There is no evidence in the file that this note was ever typed up and distributed within the FCO other than to Mr Partridge. We also do not know whether and, if so, how Mr Partridge communicated with others on this matter. However, this is the most detailed document that we have identified in our research that records the number of victims of virginity testing and other forms of physical examination imposed upon South Asian women by the British immigration control system. Even though we have captured these figures, there remains a sense that the total picture is difficult to access. Yet these numbers do help us appreciate that virginity testing was far from an isolated practice.

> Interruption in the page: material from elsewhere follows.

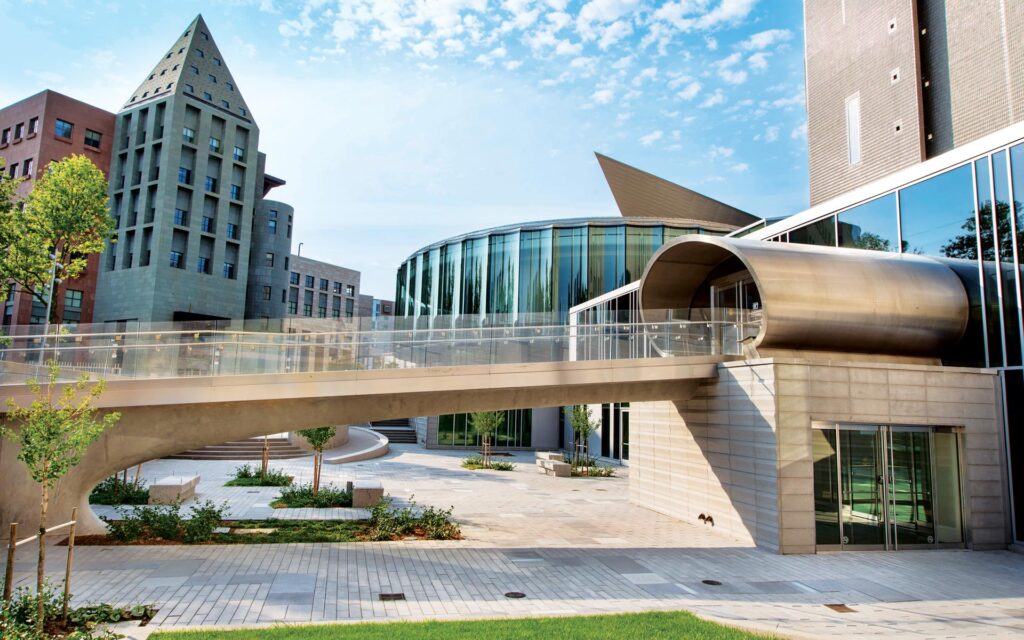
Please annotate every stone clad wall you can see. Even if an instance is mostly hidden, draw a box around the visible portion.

This handwritten note to D. W. Partridge also attempted to draw a distinction between the examinations that occurred at Heathrow and those that occurred in South Asia. Discussing the examinations carried out in Delhi, the note stated that these ‘formed part of a normal medical examination’, but acknowledged that the gynaecologist ‘had been asked to advise on the marital status of the female applicants’.[xiii] However, even though the gynaecologist later stated that ‘all examinations had been visual only and that she had not carried out any internal examinations’[xiv], the examination of the genitals for administrative immigration control purposes, rather than for a medical purpose, was a violation of the human rights of the women involved. The note confirmed that the 10 cases in Bombay involved examinations of daughter dependants (all over the age of 18), with three definitely involving a vaginal examination, as mentioned previously.[xv] While the FCO claimed that these cases were ‘part of a normal medical examination’, a telegram from the High Commission in Delhi stated that it was ‘the practice at all posts in India not … to refer or encourage wives and children under 18 for settlement to have a routine medical examination’.[xvi] The telegram claimed that in the second half of 1979 no women or children under 18 had been referred for medical examination in India, in contrast to 281 husbands.[xvii] This suggests that the physical examination of women at British High Commissions in India was carried out but was not officially recorded, as were medical examinations for men seeking to migrate to Britain.

Guardian front page

[i] Hansard, 19 February, 1979, col. 221.

[ii] Wilson, Dreams, Questions, Struggles, p. 78.

[iii] Hansard, 21 March, 1979, col. 672w.

[iv] Letter from J. S. Wall to N. Stephens, 5 March, 1979, PREM 16/2000, National Archives, London (hereafter NA).

[v] ‘[Mrs K]: Claim for Compensation’, 9 January, 1980, p. 1, FCO 50/675, NA.

[vi] ‘[Mrs K]: Claim for Compensation’, 9 January, 1980, p. 1.

[vii] ‘[Mrs K]: Claim for Compensation’, 9 January, 1980, p. 2.

[viii] ‘[Mrs K]: Claim for Compensation’, 9 January, 1980, p. 2.

[ix] ‘[Mrs K]: Claim for Compensation’, 9 January, 1980, p. 2.

[x] ‘[Mrs K]: Claim for Compensation’, 9 January, 1980, p. 2.

[xi] ‘[Mrs K]: Claim for Compensation’, 9 January, 1980, p. 3.

[xii] ‘[Mrs K]: Claim for Compensation’, 9 January, 1980, p. 3.

[xiii] ‘[Mrs K]: Claim for Compensation’, 9 January, 1980, p. 1, FCO 50/675, NA.

[xiv] ‘[Mrs K]: Claim for Compensation’, 9 January, 1980, p. 1.

[xv] ‘[Mrs K]: Claim for Compensation’, 9 January, 1980, pp. 1-2.

[xvi] Telegram from British High Commission in Delhi to FCO, no. 35, 9 January, 1980, FCO 50/676, NA.

[xvii] Telegram from British High Commission in Delhi to FCO, no. 35, 9 January, 1980.